L’Agefi : La Commission européenne a publié le 25 avril son règlement délégué définissant le trading haute fréquence (HFT). Pourquoi personne ne réagit face à ce texte ?
Benoît Lallemand : Le sujet reste très technique pour beaucoup d’observateurs non avisés, notamment les élus amenés à se prononcer. Et les acteurs du secteur financier se sentent peu touchés par des mesures qui ne changeront rien à leurs pratiques.
Pourquoi y voyez-vous une victoire du secteur financier ?
Les lobbys du HFT et des banques d’investissement ont bien manœuvré, en deux temps. Premièrement, en vidant la réglementation MIF 2 de sa substance. On pouvait se passer de définir le HFT en modifiant les règles du jeu du trading (la microstructure des marchés) afin d’empêcher tout comportement parasite ou malveillant : en renforçant les obligations de tenue de marché, en imposant un prix (même faible) à toute modification ou annulation d’ordres, ce qui casse le modèle économique des stratégies d’abus de marché, en réformant sérieusement le régime des « pas de cotation » (« tick size ») des plates-formes de marché.

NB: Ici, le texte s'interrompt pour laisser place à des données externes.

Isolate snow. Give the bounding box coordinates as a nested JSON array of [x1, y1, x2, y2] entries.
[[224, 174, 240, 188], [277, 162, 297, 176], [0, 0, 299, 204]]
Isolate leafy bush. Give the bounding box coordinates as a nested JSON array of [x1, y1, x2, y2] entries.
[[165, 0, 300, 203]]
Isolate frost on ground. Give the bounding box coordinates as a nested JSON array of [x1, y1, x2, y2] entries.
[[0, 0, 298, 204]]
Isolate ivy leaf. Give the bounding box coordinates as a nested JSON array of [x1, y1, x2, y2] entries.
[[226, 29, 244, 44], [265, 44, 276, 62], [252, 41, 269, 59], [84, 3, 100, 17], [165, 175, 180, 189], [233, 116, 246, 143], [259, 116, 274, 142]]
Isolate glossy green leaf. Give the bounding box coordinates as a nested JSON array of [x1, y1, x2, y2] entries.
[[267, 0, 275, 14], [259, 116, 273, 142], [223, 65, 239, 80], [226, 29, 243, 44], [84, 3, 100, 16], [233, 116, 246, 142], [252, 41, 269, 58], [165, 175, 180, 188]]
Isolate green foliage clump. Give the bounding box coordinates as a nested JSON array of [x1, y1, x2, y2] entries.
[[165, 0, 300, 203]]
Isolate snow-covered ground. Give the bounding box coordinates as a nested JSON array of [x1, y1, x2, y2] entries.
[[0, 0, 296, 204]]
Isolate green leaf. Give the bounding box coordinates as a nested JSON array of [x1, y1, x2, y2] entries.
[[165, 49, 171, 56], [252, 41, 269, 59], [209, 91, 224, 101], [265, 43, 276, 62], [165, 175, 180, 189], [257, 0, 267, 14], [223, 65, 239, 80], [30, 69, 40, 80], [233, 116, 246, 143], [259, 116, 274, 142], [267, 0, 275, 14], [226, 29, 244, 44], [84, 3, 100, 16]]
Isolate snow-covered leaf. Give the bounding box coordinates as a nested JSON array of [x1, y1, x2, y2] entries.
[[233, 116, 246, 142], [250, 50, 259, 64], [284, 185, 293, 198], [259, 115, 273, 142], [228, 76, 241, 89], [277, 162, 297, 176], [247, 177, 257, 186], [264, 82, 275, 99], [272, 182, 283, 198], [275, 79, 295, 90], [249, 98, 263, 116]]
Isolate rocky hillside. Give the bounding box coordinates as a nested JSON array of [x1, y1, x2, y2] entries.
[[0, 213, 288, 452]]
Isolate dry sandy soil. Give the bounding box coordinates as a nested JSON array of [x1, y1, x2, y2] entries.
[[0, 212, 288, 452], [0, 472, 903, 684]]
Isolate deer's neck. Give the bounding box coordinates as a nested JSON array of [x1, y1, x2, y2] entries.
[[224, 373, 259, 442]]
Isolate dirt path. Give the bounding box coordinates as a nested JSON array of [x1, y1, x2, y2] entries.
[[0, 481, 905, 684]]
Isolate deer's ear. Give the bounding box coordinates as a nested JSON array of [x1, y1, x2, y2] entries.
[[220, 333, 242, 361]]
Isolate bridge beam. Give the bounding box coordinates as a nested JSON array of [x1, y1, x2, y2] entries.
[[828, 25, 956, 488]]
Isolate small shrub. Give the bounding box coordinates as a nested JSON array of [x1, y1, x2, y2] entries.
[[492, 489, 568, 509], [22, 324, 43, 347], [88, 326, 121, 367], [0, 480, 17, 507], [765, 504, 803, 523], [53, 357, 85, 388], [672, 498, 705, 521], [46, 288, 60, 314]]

Deuxièmement, les lobbys sont parvenus à verrouiller toute régulation forte pour l’avenir grâce à une définition très large, qui considère comme HFT plus de 90% des intermédiaires financiers ! Trois critères sont utilisés : une proximité physique avec les plates-formes, l’usage d’algorithmes par les traders, puis le critère quantitatif avec la transmission d’au moins 2 messages/seconde sur un instrument donné ou d’au moins 4 messages/seconde sur une plate-forme donnée. Alors qu’experts et universitaires s’accordent sans exception sur le fait qu’on entre dans le HFT à partir de 1.000 messages/seconde !
N’a-t-on pas besoin de cette liquidité ?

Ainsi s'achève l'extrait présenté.